(CLO) Kelompok pemberontak M23 menarik diri dari perundingan perdamaian dengan pemerintah Republik Demokratik Kongo pada hari Senin, kurang dari 24 jam sebelum kedua pihak dijadwalkan bertemu di Angola.
Aliansi pemberontak yang mencakup M23 mengumumkan bahwa mereka menarik diri dari pembicaraan langsung pertama mereka dengan pemerintah Kongo setelah Uni Eropa (UE) menjatuhkan sanksi kepada M23 dan pejabat Rwanda pada hari itu.
Pemberontak M23 di Republik Demokratik Kongo. Foto: X/GI
Persatuan Sungai Kongo, yang mewakili M23, berpendapat bahwa tindakan Uni Eropa bertujuan untuk "menghambat negosiasi yang telah lama ditunggu-tunggu."

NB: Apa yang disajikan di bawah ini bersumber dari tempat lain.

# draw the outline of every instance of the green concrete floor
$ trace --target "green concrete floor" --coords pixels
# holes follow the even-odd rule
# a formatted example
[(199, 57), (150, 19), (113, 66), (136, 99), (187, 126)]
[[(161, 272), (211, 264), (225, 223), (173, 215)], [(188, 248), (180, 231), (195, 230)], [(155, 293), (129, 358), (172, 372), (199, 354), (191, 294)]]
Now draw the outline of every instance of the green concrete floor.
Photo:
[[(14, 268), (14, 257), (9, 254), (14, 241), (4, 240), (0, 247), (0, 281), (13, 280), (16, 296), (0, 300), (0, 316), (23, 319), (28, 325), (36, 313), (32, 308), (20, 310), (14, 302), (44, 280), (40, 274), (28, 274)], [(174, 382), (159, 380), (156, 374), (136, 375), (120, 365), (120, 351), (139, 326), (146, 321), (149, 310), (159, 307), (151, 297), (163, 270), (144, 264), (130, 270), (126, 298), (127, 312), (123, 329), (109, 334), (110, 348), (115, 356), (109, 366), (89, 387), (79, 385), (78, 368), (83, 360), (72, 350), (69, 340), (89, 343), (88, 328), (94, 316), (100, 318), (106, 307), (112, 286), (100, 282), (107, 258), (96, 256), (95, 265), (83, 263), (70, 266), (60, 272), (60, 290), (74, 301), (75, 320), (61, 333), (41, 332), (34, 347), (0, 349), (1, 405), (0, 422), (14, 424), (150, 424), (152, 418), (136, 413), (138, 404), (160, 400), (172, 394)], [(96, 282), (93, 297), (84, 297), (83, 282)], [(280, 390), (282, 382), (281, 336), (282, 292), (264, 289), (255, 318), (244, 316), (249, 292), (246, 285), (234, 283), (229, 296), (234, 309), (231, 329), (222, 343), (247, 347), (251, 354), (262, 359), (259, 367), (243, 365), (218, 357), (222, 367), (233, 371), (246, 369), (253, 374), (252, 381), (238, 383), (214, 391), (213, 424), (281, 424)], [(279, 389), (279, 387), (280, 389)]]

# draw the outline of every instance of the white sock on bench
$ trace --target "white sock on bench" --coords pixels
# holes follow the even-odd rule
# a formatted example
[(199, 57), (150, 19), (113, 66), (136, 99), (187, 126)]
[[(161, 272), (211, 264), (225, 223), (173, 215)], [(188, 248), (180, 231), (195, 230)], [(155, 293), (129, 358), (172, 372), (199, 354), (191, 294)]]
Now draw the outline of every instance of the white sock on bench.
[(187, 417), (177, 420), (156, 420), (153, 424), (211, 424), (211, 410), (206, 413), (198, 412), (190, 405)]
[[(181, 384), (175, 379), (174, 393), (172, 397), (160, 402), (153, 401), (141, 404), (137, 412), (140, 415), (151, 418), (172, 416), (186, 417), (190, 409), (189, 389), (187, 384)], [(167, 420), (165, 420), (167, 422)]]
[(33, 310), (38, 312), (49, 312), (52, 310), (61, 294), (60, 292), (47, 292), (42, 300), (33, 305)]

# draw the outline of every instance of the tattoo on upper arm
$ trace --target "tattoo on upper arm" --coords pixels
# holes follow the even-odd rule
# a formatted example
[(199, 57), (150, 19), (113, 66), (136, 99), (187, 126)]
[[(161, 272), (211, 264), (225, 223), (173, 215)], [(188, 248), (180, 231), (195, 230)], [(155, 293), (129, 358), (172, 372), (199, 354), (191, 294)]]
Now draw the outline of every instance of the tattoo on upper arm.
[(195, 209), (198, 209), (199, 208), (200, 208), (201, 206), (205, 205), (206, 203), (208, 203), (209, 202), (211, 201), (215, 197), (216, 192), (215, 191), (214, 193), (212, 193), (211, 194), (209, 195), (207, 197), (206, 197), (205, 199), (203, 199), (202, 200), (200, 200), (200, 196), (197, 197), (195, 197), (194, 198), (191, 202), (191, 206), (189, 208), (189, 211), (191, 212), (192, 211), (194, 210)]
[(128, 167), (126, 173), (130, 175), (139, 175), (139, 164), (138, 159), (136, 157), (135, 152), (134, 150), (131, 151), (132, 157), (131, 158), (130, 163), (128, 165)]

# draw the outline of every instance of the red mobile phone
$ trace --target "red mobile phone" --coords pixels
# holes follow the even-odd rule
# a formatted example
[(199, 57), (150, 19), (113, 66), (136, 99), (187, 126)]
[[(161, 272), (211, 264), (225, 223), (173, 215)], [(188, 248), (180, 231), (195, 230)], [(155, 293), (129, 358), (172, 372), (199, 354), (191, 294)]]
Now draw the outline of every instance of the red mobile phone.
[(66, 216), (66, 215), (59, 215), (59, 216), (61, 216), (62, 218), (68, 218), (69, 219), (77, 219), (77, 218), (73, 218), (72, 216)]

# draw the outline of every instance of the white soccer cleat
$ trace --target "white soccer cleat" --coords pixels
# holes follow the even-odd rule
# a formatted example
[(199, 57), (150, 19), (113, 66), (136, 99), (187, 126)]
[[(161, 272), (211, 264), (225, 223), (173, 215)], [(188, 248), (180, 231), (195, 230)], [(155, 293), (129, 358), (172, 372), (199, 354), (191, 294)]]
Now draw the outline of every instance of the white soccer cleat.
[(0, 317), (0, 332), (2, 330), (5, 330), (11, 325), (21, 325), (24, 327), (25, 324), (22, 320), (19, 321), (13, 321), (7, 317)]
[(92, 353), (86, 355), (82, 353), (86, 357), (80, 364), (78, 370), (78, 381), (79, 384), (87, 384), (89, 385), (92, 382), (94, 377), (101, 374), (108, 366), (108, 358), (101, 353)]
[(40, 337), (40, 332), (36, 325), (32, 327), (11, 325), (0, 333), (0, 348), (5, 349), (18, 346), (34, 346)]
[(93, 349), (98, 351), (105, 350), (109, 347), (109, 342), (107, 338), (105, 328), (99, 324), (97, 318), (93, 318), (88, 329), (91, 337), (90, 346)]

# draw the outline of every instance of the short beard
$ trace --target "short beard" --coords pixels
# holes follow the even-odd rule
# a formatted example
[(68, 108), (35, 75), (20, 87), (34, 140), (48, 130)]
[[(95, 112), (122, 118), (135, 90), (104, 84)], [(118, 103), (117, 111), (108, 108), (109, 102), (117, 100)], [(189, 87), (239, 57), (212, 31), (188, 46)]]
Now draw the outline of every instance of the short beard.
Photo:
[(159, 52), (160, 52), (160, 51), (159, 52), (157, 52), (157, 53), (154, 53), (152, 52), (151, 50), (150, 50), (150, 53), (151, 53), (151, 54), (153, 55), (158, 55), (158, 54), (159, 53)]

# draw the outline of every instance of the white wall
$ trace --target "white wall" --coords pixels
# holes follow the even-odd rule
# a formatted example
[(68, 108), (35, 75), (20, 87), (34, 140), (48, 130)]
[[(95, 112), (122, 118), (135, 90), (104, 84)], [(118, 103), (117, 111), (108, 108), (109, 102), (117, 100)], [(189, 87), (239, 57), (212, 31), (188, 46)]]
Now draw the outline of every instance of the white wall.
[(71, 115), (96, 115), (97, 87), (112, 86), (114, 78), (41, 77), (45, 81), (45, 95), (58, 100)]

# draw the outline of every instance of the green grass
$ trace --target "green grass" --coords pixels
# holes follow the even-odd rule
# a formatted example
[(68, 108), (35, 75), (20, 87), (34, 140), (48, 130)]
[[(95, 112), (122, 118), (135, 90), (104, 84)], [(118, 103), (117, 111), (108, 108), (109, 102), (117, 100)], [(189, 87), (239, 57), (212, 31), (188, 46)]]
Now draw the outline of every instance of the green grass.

Kelompok M23 telah lama menuntut negosiasi langsung dengan pemerintah Kongo, tetapi Presiden Kongo Felix Tshisekedi selalu menolak, dengan mengatakan bahwa M23 hanyalah kekuatan proksi Rwanda.
Namun, pada hari Minggu, Bapak Tshisekedi mengubah pendiriannya dan setuju untuk mengirim delegasi ke Luanda, setelah pasukan pemerintah mengalami serangkaian kekalahan di medan perang dan berada di bawah tekanan dari sekutu Angola.
Juru bicara Bapak Tshisekedi, Tina Salama, mengatakan bahwa setelah penarikan M23, pemerintah Kongo akan tetap menghadiri konferensi sesuai rencana. "Kami menegaskan bahwa kami akan hadir atas undangan para mediator," kata Salama.
Perang di Kongo timur, yang berakar dari dampak genosida tahun 1994 di Rwanda dan perebutan sumber daya mineral, telah meningkat tajam sejak Januari tahun ini.
Kelompok bersenjata M23 telah merebut dua kota terbesar di Kongo timur, menewaskan ribuan orang dan memaksa ratusan ribu orang mengungsi dari rumah mereka.
Sanksi baru Uni Eropa ini dipandang sebagai beberapa tindakan terkuat yang pernah dikenakan terhadap M23 dan Rwanda sejak konflik tersebut meningkat awal tahun ini.
Zobel Behalal, peneliti senior di Global Initiative Against Transnational Organized Crime, mengatakan bahwa langkah-langkah tersebut sangat penting karena menargetkan Dewan Pertambangan Rwanda dan sebuah pabrik pengolahan emas.
Dalam pernyataannya, Aliansi Sungai Kongo mengkritik pihak-pihak internasional karena mengadopsi sikap yang "membingungkan dan kontradiktif".
"Sanksi berulang terhadap anggota kami, terutama yang diberlakukan menjelang pembicaraan di Luanda, telah sangat merusak dialog langsung dan membuat kemajuan apa pun menjadi mustahil," kata pernyataan itu.
Pada hari Senin, Rwanda juga memberikan respons keras terhadap Belgia, yang sebelumnya menyerukan tindakan Uni Eropa yang lebih tegas terhadap negara tersebut. Pemerintah Rwanda mengumumkan akan memutuskan hubungan diplomatik dengan Belgia dan memerintahkan para diplomat Belgia untuk meninggalkan negara itu dalam waktu 48 jam.
Kementerian Luar Negeri Rwanda menuduh Belgia, mantan penguasa kolonial Rwanda dan Kongo, "menggunakan kebohongan dan manipulasi untuk menciptakan gelombang permusuhan yang tidak berdasar terhadap Rwanda".
Tak lama kemudian, Menteri Luar Negeri Belgia Maxime Prevot mengumumkan bahwa Brussel akan membalas dengan menyatakan para diplomat Rwanda sebagai "persona non grata".